Spinweber indicated that the Play Streets concept has been well-received by a number of cities that already have hosted similar programs, such as New York City, San Francisco and Minneapolis.

"Observations and onsite surveys at past events similar to Play Streets demonstrated the concept's potential to provide space needed for children to get more physical activity-a critical component in the nation's fight against the childhood obesity epidemic," she said. "For instance, in New York City, 64 percent of the kids using Play Streets reported that, if not for the local Play Street, they would have been engaged in a sedentary activity. Seventy-one percent reported that they walked to the Play Street, an added benefit. Past Play Streets have also been well-received by business owners operating in or around the designated roads, with business owners in New York City reporting more foot traffic through their stores during the event."

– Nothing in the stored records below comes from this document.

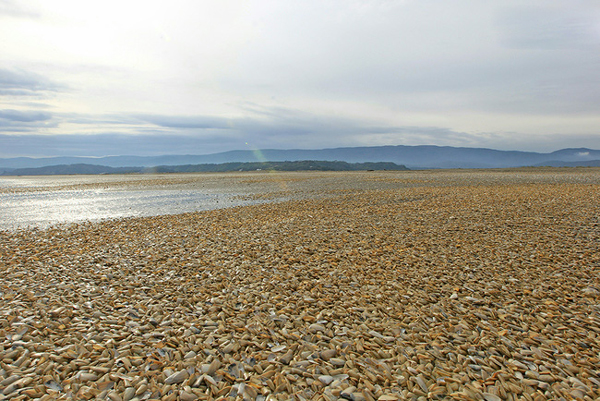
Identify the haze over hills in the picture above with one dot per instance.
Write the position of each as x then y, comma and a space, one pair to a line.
413, 157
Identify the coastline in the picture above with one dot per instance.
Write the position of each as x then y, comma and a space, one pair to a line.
461, 285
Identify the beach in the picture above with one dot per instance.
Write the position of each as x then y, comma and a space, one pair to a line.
455, 284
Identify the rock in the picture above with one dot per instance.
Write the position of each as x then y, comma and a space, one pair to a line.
177, 377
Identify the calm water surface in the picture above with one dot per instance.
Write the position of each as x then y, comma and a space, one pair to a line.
44, 201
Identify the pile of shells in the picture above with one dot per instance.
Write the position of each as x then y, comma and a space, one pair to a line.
407, 292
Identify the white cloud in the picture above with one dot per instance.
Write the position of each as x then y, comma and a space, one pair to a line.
320, 73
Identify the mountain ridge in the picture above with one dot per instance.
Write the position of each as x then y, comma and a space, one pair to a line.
413, 157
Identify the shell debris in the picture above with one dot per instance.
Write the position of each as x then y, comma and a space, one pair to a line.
361, 286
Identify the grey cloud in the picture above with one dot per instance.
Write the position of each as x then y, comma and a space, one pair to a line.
25, 120
548, 27
24, 116
203, 122
113, 144
24, 83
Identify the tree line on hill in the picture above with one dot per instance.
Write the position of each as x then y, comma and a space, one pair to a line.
303, 165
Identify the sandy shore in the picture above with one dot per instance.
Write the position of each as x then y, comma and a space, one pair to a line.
400, 285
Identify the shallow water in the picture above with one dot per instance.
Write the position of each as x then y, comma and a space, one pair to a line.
43, 202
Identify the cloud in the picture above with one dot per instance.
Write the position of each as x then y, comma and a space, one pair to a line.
24, 116
25, 120
203, 122
549, 27
11, 8
19, 82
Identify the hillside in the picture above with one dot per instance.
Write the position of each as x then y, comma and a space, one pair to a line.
414, 157
305, 165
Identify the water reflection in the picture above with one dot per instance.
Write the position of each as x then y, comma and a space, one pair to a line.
45, 208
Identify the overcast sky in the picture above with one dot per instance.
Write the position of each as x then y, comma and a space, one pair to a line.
94, 78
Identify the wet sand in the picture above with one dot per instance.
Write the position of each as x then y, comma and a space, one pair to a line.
375, 286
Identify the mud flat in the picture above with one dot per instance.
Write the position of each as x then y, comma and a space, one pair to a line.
414, 285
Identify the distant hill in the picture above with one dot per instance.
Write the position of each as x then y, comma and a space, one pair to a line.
414, 157
305, 165
556, 163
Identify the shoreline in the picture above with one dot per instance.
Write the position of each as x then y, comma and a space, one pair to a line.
468, 285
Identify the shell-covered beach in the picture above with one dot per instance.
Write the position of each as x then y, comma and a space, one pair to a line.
466, 285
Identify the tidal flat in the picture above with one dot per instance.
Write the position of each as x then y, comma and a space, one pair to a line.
416, 285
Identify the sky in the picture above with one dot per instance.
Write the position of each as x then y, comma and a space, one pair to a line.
91, 78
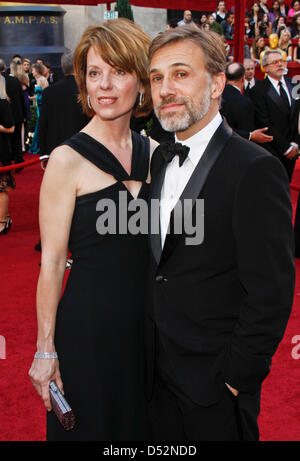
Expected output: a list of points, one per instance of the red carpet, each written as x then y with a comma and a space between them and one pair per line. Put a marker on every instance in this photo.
22, 415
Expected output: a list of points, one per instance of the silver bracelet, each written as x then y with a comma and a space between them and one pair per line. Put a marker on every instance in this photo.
45, 355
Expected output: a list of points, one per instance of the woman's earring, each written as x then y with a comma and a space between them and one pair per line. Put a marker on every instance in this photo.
141, 99
89, 102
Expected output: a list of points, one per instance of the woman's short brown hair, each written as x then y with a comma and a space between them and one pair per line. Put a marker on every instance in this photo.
210, 43
122, 44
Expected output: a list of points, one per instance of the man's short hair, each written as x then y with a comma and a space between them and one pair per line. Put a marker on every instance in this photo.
67, 62
235, 71
210, 43
266, 54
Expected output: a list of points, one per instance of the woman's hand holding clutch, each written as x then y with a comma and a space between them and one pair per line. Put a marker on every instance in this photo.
42, 371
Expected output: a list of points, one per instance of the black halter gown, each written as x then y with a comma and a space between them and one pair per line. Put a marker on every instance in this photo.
99, 324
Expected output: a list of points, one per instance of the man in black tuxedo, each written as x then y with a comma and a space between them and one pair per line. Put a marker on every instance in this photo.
239, 109
276, 108
17, 104
61, 114
221, 289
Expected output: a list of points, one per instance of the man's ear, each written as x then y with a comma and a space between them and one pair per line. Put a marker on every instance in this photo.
218, 85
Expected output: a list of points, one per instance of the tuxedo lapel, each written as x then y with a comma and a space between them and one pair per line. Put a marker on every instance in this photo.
197, 182
154, 216
290, 88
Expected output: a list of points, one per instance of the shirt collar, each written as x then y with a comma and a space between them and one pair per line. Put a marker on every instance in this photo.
199, 141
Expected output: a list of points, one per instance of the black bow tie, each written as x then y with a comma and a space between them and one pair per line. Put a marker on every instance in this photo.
168, 151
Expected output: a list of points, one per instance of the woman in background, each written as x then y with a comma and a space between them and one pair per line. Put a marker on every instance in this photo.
7, 181
257, 47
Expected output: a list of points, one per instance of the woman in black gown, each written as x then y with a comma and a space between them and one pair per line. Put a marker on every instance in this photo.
97, 327
7, 181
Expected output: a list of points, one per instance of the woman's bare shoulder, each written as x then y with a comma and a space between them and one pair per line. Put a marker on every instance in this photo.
65, 157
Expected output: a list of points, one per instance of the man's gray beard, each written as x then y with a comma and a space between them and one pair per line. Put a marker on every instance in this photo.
192, 114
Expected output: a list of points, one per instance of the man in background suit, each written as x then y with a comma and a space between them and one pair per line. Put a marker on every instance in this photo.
239, 109
276, 108
61, 114
221, 280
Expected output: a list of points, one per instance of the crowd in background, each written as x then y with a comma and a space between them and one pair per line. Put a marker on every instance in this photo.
24, 82
282, 18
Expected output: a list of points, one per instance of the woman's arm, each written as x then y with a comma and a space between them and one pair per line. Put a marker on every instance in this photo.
57, 200
11, 129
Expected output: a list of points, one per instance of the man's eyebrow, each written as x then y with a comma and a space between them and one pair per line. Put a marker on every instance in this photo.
175, 64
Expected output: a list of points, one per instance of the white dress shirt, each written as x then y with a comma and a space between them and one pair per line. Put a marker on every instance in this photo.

With the Savannah Play Streets, the hope is to engage more than 4,000 residents in active play while connecting families to resources available in the community on an ongoing basis to help support their health even after the event ends.

"We also hope to establish the basis for a standing, large-scale Play Streets program that will continue to provide these types of opportunities for families. Participating in the national Play Streets initiative truly elevates our city's efforts while providing the funding to produce meaningful and memorable events," said Garrison Marr, sustainable development coordinator for the city of Savannah.

"It's our hope that by establishing a track record in 2013, and being able to articulately communicate the impact of the series, we'll have the community support to continue to facilitate a series on this scale," he said.

Marr pointed out that the Play Streets events in Savannah will take place in areas without regular access to physical activity programming, fresh and local foods, and arts programming.

"Because the total distance of the street space dedicated to the events will vary from a quarter mile to well over a mile, the proximity to playgrounds will vary based on the event. Broadly speaking though, each is sited in an area with some barriers to outdoor playgrounds," he said.

The city of Savannah became involved with the initiative after having previously conducted a Bicycle Ciclovia event for children and their families that was well-received.

"The Savannah community also has an initiative called Healthy Savannah, which is a public-private partnership that identified the national initiative," Marr said. "They identified it as an opportunity to grow the existing event to reach a larger audience and provide a stage for overlapping community initiatives that were improving public health.

"Our community is fortunate to have leaders growing a first-class Farmer's Market, launching a compelling Food Day Festival, working in neighborhoods and community centers to engage residents around healthy food and physical activity," he said.

Furthermore, Marr explained that to design a compelling series for 2013, "we put as many of those community groups in the same room as we could, and let those experts design engaging programming, with the city's role being to help coordinate the provision of the physical space for the programming to take place within-in this case, street space. We wound up with 18 groups from the private, public and nonprofit sectors, and a mission of bringing arts, local foods, and fun and active programming to the doorsteps of neighborhoods without as regular access to those amenities."

And, besides the benefits of exercise, it is hoped that the Play Streets activities will result in more foot traffic and business activity at nearby businesses as well.

"We think that in addition to city residents, we'll attract quite a few folks from our region who are just a drive away and looking for something fun and unique to do with their families," Marr said.

Details about the location and dates, and the collaborative of community groups taking on Play Streets events in Savannah can be found online at www.ahealthieramerica.org/playstreets.